Das Gesicht glüht, die Nase läuft, der Husten quält. Mehrere Erkältungen im Jahr, mit oder ohne Fieber, sind nichts Außergewöhnliches bei Kindern. Wenn auch noch das Ohr anfängt zu schmerzen und das Kind eine Nacht lang durchweint, ist für viele Eltern klar: So bald wie möglich zum Arzt, damit er etwas verschreibt, das schnell hilft. Der versteht das Drängen auf rasche Abhilfe oft so: Bitte ein Antibiotikum!

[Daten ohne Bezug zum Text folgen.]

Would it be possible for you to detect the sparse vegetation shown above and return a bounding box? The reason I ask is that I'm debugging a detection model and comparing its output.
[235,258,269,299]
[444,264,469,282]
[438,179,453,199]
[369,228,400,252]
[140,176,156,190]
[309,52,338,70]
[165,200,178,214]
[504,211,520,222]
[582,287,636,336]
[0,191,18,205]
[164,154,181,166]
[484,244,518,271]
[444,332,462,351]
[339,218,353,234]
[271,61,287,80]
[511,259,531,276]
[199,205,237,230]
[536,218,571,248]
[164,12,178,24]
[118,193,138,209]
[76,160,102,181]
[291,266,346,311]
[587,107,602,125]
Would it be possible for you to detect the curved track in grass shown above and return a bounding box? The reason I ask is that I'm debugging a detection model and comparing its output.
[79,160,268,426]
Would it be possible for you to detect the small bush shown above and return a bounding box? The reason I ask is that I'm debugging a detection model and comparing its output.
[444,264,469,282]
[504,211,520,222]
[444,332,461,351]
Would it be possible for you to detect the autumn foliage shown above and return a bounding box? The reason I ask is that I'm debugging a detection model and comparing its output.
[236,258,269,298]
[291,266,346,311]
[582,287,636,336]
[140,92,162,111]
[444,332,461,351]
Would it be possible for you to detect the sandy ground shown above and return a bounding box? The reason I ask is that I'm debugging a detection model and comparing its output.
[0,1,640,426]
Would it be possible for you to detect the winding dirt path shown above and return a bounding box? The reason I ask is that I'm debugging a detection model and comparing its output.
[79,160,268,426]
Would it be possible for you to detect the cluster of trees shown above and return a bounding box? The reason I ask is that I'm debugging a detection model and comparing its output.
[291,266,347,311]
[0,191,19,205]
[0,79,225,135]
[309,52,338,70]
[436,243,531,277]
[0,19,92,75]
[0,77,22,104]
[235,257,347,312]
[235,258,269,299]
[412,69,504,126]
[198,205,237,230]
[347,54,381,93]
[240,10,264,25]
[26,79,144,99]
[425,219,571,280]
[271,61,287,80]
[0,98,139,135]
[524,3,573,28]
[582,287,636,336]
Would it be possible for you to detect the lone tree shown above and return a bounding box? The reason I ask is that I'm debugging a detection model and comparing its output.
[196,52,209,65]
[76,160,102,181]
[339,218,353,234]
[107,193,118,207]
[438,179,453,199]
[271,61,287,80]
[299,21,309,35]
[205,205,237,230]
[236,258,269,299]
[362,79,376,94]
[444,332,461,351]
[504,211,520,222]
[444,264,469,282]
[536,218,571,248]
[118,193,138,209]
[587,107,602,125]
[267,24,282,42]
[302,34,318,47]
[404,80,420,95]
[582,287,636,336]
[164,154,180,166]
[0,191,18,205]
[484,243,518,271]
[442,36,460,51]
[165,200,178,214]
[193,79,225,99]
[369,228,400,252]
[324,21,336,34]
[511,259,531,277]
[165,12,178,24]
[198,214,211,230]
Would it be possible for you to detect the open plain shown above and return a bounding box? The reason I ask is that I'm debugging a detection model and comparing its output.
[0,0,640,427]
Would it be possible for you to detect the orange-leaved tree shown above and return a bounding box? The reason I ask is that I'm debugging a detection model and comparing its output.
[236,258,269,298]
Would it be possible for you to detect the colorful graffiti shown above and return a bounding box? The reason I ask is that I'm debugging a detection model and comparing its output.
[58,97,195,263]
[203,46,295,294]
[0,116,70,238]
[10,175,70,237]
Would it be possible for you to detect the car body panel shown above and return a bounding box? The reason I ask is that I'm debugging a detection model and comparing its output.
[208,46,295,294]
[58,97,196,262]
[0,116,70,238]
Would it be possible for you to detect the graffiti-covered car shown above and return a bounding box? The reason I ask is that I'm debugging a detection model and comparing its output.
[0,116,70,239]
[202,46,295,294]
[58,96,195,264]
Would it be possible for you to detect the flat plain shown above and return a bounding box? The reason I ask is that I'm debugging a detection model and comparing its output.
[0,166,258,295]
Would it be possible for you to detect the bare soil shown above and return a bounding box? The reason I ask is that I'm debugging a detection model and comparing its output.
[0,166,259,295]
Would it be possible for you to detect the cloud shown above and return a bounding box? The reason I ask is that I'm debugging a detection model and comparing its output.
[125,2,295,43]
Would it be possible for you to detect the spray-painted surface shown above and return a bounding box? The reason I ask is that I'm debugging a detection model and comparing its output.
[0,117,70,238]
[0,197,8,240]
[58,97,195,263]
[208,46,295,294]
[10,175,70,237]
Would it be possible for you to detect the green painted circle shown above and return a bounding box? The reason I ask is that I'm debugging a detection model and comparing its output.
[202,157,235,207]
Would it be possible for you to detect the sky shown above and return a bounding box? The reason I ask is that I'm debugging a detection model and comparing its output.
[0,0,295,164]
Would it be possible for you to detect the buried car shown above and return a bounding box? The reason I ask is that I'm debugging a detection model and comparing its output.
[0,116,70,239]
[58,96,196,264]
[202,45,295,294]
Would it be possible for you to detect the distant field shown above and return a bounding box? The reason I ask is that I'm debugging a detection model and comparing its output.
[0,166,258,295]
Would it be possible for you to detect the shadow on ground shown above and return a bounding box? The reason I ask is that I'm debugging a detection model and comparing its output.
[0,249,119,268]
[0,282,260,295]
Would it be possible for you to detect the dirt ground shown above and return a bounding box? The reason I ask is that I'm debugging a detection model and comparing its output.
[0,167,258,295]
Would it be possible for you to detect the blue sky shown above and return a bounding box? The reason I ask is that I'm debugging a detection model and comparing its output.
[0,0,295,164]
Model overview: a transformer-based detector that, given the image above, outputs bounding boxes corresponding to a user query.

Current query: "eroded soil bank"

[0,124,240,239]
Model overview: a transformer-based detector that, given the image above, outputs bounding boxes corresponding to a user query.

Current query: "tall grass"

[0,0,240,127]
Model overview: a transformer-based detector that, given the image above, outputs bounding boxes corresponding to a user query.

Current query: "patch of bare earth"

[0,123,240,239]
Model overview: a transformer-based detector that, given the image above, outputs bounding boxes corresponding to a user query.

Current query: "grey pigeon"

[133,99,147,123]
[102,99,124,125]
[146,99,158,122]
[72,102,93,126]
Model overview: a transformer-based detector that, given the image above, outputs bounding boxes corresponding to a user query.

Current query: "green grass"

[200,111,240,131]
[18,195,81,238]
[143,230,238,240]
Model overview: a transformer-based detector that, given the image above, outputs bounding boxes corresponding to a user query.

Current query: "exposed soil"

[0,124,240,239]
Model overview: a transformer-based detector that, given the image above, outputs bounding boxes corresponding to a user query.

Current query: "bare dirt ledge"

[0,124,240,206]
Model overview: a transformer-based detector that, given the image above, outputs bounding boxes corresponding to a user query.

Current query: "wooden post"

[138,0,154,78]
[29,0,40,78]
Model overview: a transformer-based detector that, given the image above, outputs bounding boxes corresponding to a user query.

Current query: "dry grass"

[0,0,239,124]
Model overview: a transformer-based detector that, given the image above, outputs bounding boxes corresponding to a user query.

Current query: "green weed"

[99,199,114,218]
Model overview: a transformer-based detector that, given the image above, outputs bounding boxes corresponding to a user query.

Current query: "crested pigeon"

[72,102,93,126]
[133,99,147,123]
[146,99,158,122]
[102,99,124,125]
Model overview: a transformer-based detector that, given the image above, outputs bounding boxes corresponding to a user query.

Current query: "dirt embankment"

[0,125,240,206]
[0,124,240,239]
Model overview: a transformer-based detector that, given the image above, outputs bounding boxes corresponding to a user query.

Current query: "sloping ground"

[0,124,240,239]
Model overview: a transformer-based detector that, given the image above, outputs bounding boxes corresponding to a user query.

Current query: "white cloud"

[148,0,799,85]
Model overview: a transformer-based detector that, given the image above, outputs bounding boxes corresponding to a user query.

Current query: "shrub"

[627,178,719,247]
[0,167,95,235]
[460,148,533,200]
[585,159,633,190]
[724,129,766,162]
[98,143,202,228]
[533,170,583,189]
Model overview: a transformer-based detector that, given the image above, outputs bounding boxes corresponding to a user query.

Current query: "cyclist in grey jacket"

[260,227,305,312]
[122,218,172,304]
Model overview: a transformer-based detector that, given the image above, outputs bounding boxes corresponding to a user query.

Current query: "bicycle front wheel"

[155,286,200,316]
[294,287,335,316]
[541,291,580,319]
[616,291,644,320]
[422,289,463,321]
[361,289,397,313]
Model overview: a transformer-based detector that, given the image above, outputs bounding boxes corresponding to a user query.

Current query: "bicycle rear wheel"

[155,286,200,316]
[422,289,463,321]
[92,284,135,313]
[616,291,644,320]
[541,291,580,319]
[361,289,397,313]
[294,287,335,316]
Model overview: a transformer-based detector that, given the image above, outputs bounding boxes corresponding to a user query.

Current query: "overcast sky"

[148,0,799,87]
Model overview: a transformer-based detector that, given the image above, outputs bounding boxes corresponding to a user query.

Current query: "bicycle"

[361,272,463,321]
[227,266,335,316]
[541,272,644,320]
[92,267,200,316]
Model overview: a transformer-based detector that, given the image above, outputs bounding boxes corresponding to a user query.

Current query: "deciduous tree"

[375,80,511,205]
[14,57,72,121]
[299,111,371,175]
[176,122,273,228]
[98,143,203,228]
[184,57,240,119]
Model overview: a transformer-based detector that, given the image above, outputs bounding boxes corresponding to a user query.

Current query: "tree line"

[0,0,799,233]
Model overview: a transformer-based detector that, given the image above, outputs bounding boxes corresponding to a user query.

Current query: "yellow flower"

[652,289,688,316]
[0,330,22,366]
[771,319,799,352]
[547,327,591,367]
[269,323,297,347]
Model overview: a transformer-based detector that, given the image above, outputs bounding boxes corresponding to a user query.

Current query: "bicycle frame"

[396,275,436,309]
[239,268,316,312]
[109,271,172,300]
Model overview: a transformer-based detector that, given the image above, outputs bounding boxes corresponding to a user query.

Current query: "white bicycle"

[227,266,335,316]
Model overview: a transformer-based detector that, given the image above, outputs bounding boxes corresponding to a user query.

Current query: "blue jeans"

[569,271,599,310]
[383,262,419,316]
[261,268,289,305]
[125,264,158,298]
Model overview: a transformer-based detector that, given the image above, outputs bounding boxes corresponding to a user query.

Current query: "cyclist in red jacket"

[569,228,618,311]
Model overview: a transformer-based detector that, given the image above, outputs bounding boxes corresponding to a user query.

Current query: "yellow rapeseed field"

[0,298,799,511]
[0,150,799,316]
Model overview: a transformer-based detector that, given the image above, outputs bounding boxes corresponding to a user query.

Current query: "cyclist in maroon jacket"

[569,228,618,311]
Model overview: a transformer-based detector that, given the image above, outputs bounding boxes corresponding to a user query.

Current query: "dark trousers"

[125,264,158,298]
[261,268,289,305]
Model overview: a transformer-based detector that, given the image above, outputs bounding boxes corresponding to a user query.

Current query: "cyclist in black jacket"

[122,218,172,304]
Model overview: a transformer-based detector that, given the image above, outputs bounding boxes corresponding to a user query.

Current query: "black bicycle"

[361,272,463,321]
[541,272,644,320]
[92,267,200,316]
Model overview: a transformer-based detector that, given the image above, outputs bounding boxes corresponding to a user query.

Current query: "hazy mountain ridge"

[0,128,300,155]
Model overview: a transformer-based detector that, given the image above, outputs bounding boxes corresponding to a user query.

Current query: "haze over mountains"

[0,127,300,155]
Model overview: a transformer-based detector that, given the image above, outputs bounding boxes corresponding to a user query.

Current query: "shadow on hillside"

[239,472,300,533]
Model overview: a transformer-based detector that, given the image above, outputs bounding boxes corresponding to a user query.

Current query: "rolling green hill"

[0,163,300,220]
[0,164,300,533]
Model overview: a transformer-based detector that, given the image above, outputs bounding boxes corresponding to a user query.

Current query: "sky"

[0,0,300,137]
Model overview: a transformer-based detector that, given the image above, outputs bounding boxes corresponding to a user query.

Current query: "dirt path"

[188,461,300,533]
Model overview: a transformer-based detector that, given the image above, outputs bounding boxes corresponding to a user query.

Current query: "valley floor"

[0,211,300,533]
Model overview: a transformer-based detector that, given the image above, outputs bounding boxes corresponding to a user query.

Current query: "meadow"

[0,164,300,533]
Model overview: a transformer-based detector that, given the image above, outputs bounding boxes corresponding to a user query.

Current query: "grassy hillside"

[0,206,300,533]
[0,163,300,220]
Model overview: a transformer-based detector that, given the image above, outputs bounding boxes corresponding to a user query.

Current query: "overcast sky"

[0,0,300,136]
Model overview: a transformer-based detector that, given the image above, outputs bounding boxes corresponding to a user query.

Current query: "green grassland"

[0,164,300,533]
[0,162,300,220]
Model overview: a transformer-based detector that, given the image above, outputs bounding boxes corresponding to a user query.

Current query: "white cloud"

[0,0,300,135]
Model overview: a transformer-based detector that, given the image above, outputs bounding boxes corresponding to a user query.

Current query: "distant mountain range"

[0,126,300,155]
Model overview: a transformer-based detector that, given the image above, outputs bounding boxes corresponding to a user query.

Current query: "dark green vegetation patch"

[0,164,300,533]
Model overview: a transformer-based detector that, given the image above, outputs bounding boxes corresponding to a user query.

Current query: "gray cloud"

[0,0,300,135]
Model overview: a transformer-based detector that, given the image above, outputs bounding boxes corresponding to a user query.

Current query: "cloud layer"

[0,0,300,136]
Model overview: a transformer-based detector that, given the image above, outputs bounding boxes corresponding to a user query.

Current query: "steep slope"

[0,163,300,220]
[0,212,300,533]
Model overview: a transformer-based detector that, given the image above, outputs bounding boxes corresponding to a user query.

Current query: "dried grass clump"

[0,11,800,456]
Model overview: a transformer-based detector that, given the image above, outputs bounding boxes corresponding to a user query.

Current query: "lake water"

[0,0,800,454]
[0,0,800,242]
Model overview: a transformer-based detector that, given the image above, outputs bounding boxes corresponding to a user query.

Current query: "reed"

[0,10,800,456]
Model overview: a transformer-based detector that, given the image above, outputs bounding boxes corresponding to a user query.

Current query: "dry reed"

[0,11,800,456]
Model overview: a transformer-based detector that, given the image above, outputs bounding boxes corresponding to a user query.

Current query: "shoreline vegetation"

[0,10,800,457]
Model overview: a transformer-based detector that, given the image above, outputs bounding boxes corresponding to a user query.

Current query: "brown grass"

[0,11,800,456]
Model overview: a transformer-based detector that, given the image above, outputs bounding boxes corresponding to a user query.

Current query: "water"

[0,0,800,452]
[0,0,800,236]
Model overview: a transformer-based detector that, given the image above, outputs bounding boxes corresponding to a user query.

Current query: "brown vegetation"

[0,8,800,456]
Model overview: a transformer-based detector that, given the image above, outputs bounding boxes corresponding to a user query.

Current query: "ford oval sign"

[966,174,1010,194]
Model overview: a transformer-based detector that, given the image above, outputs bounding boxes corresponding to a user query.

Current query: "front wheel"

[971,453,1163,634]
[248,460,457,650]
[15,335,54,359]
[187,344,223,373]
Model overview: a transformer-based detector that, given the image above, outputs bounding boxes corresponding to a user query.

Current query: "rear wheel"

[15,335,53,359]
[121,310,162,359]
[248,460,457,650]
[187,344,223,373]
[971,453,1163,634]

Tatsächlich erhielten im Jahr 2009 38 Prozent aller Kinder und Jugendlichen ein Antibiotikum. Bei den Drei- bis Sechsjährigen waren es sogar über 50 Prozent. Und dabei geht es in Deutschland ganz unterschiedlich zu. Während in manchen Gegenden nicht einmal 20 Prozent der Kinder Antibiotika erhalten, sind es in anderen fast drei Mal so viele. Wie hoch die Verordnungsrate in Ihrer Region ist, erfahren Sie auf Faktencheck-Antibiotika-Regional.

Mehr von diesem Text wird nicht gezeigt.